Diameter Minimization by Shortcutting with Degree Constraints

TL;DR

This paper addresses the challenge of adding a limited number of edges to a graph to minimize its diameter while respecting degree constraints, proposing algorithms, theoretical bounds, and empirical evaluations.

Contribution

It introduces three algorithms for diameter minimization with degree constraints, analyzes a special matching case, and provides empirical comparisons on real networks.

Findings

Algorithms effectively reduce diameter within constraints.

Matching augmentation has inapproximability bounds.
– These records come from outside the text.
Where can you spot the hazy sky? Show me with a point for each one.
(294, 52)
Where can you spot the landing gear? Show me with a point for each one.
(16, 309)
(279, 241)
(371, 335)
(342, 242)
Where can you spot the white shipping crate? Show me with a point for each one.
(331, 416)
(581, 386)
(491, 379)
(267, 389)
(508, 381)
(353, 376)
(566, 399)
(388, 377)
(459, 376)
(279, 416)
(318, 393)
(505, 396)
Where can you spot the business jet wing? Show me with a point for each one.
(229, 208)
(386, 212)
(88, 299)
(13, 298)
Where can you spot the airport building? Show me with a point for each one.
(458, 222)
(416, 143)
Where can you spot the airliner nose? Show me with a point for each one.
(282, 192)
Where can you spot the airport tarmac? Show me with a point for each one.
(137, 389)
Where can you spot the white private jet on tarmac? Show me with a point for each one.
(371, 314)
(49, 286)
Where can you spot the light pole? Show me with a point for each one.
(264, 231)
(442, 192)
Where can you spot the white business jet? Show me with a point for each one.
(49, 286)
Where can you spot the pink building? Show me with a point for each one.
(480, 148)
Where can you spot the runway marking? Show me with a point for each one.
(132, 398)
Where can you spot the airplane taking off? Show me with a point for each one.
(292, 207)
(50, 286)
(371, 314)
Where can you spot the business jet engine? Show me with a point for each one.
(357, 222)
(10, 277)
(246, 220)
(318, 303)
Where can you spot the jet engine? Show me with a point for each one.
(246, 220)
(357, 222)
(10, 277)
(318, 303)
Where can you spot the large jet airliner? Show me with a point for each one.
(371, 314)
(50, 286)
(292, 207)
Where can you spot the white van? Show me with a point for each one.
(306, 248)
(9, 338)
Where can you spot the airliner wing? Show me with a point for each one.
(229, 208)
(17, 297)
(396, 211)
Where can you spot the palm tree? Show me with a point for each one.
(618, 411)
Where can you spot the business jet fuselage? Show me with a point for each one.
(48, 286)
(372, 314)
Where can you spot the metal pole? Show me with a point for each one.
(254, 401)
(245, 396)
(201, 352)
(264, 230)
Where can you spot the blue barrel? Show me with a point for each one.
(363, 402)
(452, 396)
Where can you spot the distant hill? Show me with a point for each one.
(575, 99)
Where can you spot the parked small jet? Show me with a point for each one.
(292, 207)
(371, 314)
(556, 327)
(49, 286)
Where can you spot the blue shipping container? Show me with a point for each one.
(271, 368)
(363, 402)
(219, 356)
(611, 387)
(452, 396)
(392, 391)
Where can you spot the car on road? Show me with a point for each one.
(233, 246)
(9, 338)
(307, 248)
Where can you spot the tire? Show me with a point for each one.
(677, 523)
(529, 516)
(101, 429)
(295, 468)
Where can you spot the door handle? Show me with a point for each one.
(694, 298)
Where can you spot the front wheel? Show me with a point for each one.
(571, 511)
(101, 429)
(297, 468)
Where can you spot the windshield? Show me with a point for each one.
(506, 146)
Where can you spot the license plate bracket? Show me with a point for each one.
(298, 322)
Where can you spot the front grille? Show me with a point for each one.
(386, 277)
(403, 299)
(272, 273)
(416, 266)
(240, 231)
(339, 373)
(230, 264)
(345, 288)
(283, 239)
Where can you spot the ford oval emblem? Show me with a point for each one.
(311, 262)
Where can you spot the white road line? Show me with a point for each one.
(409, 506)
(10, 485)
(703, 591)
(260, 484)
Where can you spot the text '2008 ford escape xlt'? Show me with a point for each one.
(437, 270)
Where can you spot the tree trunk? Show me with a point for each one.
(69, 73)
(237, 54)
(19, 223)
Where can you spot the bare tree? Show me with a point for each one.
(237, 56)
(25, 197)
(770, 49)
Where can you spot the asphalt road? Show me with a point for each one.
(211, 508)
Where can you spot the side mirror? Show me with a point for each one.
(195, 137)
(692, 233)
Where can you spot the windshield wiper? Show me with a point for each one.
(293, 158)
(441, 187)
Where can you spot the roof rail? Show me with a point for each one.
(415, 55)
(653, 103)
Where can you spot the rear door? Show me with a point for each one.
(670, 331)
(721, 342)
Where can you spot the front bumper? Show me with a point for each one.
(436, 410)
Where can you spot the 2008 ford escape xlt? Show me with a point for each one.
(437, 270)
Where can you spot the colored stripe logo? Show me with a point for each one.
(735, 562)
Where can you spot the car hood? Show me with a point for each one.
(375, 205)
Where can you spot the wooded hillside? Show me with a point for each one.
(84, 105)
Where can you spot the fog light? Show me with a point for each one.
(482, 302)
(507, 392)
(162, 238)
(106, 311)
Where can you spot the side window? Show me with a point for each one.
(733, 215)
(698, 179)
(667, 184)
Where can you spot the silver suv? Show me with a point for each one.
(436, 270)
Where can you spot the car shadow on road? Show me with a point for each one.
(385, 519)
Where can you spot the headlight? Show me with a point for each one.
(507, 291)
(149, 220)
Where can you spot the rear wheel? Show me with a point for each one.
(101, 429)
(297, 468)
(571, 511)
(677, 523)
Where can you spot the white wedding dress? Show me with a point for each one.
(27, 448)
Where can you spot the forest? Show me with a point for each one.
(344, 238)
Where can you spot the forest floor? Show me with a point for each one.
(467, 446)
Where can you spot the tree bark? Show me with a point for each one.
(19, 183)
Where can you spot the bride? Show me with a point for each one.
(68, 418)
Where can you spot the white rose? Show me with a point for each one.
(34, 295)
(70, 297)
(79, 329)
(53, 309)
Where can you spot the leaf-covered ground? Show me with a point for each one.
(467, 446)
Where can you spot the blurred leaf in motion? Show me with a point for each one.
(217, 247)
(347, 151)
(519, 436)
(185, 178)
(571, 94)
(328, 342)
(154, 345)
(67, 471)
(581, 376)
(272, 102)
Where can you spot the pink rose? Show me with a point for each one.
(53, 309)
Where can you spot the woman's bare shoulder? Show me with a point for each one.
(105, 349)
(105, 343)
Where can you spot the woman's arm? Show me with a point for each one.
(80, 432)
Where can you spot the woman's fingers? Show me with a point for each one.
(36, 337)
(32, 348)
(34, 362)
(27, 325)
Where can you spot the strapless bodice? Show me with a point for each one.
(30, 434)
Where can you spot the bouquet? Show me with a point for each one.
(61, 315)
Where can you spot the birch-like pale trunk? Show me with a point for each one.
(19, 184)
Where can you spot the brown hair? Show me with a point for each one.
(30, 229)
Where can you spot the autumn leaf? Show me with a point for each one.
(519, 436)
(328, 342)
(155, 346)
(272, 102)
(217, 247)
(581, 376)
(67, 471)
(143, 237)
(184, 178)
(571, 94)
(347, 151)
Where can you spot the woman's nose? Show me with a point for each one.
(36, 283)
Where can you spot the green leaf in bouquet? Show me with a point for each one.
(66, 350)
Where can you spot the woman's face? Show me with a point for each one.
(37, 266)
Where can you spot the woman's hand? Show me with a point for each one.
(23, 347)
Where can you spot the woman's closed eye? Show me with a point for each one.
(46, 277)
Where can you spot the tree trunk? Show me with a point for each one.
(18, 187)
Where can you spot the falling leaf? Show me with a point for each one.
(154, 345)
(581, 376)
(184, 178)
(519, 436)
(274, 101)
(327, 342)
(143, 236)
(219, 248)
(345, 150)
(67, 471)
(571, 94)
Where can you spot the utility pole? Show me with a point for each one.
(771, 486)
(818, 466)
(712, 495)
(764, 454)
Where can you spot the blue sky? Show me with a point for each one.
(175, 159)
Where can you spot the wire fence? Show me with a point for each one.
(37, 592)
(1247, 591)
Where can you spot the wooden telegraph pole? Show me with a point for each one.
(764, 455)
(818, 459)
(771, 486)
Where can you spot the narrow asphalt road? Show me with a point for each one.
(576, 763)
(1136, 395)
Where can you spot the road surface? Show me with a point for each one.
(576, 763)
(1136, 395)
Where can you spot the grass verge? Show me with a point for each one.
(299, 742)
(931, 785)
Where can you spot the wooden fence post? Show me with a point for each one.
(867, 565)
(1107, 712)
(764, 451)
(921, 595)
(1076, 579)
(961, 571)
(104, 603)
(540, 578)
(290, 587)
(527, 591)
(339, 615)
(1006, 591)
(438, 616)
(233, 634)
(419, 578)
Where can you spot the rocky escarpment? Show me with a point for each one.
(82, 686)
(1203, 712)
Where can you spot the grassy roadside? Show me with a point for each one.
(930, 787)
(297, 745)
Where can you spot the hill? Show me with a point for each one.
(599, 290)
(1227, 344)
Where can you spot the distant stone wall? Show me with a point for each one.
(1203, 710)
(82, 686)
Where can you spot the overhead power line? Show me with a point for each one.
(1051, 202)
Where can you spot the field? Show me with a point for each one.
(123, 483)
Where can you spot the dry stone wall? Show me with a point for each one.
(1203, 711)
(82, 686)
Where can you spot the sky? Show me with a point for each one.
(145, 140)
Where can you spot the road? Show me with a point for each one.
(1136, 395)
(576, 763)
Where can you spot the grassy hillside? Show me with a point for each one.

Empirical results demonstrate practical performance.

Abstract

We consider the problem of adding a fixed number of new edges to an undirected graph in order to minimize the diameter of the augmented graph, and under the constraint that the number of edges added for each vertex is bounded by an integer. The problem is motivated by network-design applications, where we want to minimize the worst case communication in the network without excessively increasing the degree of any single vertex, so as to avoid additional overload. We present three algorithms for this task, each with their own merits. The special case of a matching augmentation, when every vertex can be incident to at most one new edge, is of particular interest, for which we show an inapproximability result, and provide bounds on the smallest achievable diameter when these edges are added to a path. Finally, we empirically evaluate and compare our algorithms on several real-life networks of varying types.